Arthur ryzykuje wiarę, że w jego mroku zajaśniał promyk światła i „rzuca się w miłość”.

Do kobiety, która maluje mu maskę, żeby się z nim kochać i którą sam nazywa „małą udawaczką”. Zaczyna się Freudowski taniec Tanatosa i Erosa; miłość, wyznawana szeptanymi piosenkami, wymianą traumatycznych opowieści i nieprzewidywalnymi czynami – wciąga urokiem uczucia spajającego serca wspólną raną. Eros przyjemnie rozkołysał nastrój filmu love bombingiem i wzlotami nadziei, by – zgodnie z teorią Freuda – przekazać prowadzenie tańca Tanatosowi.

Agitowany przez Quinzel i strigerowany opisem własnych traum, Arthur, ponownie wciela się w Jokera, mimochodem ilustrując kluczową tezę zwolnionej obrony. Umyka to uwadze przysięgłych. Także to, jak chwilę później, Joker zostaje rozbrojony narzędziem tak delikatnym jak empatia – wobec dawnego kolegi z pracy i świadka jego zbrodni.

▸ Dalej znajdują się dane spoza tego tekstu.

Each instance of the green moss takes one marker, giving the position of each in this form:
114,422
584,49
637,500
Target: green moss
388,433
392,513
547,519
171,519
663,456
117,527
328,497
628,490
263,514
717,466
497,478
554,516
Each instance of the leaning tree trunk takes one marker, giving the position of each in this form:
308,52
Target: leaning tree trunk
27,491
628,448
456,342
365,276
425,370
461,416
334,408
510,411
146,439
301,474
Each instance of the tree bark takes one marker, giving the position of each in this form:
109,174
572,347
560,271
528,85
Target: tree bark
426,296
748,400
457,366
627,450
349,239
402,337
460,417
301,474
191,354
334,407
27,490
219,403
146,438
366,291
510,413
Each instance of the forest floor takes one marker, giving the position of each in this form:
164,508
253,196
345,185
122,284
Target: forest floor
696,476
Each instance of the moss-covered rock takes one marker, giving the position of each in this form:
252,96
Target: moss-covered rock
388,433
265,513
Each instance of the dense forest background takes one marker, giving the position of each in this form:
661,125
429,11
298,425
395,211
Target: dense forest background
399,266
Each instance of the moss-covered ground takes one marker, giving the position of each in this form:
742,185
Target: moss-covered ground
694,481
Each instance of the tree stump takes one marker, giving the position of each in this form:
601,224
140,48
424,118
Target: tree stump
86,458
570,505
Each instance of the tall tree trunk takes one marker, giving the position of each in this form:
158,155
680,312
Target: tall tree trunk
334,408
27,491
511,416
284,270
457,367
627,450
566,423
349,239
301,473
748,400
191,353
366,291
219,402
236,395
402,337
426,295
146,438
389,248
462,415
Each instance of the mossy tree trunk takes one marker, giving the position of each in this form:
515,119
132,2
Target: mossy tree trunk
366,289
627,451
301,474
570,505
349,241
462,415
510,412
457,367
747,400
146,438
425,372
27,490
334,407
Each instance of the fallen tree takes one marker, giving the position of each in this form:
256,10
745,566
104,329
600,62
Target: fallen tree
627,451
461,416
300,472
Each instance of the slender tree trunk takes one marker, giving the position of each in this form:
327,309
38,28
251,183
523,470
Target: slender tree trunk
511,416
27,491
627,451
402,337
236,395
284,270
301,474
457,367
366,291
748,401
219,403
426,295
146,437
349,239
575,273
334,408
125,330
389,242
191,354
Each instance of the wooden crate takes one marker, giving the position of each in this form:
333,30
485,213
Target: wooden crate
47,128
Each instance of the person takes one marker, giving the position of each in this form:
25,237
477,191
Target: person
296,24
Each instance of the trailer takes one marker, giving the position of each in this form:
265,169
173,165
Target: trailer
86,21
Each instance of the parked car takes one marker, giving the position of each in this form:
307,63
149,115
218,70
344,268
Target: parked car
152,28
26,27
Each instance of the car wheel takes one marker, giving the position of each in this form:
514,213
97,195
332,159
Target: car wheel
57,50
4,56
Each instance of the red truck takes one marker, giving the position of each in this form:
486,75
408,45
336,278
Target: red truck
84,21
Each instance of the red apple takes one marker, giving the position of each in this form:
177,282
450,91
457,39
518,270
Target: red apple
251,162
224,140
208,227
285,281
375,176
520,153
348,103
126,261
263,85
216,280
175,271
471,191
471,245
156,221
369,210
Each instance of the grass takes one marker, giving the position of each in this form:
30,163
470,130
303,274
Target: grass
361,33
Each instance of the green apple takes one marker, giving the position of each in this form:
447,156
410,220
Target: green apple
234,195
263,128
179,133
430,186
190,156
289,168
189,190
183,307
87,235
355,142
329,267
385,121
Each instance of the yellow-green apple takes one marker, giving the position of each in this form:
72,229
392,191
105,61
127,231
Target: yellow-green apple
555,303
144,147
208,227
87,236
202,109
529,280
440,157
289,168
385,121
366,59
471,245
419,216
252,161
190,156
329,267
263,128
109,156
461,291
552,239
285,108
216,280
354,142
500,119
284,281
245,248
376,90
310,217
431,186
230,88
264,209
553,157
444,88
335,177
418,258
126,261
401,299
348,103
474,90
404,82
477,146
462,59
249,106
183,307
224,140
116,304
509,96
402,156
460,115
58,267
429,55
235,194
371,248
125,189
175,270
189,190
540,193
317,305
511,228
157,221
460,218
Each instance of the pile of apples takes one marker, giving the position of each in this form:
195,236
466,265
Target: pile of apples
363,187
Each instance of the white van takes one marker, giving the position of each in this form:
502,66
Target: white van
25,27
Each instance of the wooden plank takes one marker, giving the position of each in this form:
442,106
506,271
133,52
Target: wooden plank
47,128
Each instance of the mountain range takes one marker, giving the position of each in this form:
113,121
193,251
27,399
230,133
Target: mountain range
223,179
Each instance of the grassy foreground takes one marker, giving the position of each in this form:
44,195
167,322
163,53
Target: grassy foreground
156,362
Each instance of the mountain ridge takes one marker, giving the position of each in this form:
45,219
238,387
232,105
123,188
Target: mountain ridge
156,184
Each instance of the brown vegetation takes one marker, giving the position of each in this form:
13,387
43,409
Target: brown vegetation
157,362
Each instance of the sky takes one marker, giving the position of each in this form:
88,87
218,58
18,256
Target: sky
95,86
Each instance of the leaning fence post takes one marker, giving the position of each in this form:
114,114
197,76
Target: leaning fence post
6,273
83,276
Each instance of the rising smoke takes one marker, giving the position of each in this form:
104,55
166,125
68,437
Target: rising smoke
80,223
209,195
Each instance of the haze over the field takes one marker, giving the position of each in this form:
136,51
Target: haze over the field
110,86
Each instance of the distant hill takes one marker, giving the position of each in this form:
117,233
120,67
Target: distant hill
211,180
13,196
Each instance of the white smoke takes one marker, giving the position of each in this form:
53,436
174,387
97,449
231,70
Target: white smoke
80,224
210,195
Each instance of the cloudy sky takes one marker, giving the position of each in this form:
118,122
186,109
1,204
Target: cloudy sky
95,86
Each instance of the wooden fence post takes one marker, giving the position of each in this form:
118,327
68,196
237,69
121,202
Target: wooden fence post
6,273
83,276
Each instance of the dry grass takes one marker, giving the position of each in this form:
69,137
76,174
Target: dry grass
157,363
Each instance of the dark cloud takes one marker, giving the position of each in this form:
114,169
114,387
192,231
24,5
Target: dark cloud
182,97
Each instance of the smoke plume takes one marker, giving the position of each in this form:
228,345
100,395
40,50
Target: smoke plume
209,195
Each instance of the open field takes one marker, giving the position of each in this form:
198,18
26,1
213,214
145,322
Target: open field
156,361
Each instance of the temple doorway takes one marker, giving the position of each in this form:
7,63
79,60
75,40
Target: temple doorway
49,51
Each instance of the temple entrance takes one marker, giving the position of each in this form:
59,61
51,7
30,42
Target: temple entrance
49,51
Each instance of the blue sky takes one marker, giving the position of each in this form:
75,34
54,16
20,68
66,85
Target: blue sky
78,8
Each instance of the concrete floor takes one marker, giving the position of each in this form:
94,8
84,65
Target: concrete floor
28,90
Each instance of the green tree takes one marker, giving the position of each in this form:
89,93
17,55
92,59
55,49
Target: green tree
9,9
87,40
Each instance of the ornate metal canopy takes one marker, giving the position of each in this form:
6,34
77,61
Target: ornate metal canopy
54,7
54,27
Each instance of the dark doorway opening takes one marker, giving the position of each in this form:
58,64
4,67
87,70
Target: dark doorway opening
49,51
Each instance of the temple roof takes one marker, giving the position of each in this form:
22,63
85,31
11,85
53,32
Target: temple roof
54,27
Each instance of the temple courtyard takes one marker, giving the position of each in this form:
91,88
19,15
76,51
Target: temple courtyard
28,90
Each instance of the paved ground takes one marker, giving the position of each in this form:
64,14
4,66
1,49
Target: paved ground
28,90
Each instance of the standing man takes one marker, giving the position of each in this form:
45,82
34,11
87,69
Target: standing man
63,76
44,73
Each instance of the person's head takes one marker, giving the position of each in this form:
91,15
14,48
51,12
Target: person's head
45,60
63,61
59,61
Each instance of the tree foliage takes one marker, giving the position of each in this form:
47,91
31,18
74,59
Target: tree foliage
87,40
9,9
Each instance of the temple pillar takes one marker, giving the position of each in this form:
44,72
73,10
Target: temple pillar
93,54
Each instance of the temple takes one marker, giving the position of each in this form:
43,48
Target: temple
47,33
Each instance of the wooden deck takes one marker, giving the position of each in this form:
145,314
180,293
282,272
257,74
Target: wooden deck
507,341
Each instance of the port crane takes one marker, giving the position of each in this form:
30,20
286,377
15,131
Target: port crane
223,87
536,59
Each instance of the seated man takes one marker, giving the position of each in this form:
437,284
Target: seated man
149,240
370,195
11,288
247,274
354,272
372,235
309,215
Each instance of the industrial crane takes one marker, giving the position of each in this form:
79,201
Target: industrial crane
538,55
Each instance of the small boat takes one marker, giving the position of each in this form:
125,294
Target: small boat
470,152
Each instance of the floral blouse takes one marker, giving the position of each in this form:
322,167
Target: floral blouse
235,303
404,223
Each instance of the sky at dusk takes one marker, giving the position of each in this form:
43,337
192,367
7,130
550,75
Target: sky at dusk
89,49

To pierwszy moment, w którym Tanatos zaczyna się kłócić z wrażliwym cierpieniem, które miał stłumić. Jakby zaczepiona przez kolegę wrażliwość Arthura nie potrafiła utrzymać maski.

Przez ten ulotny moment prowadzi Eros, podważając wieko mechanizmu obronnego, jakim w gruncie rzeczy jest instynkt śmierci. Tanatos ostro kontruje i niemal natychmiast brutalna seria życiowych ciosów, do reszty zdziera obronną maskę Jokera; dosłownie i w przenośni.

Arthur staje się ofiarą bewzględnego ataku, przyjaźnie dotąd nastawionych strażników, zostaje obnażony, upokorzony, jego maska symbolicznie starta i nie możemy mieć pewności czy to wszystko. Jest też świadkiem morderstwa zaprzyjaźnionego więźnia, być może jedynej osoby, która była mu autentycznie życzliwa i sprawiała wrażenie niewinnej.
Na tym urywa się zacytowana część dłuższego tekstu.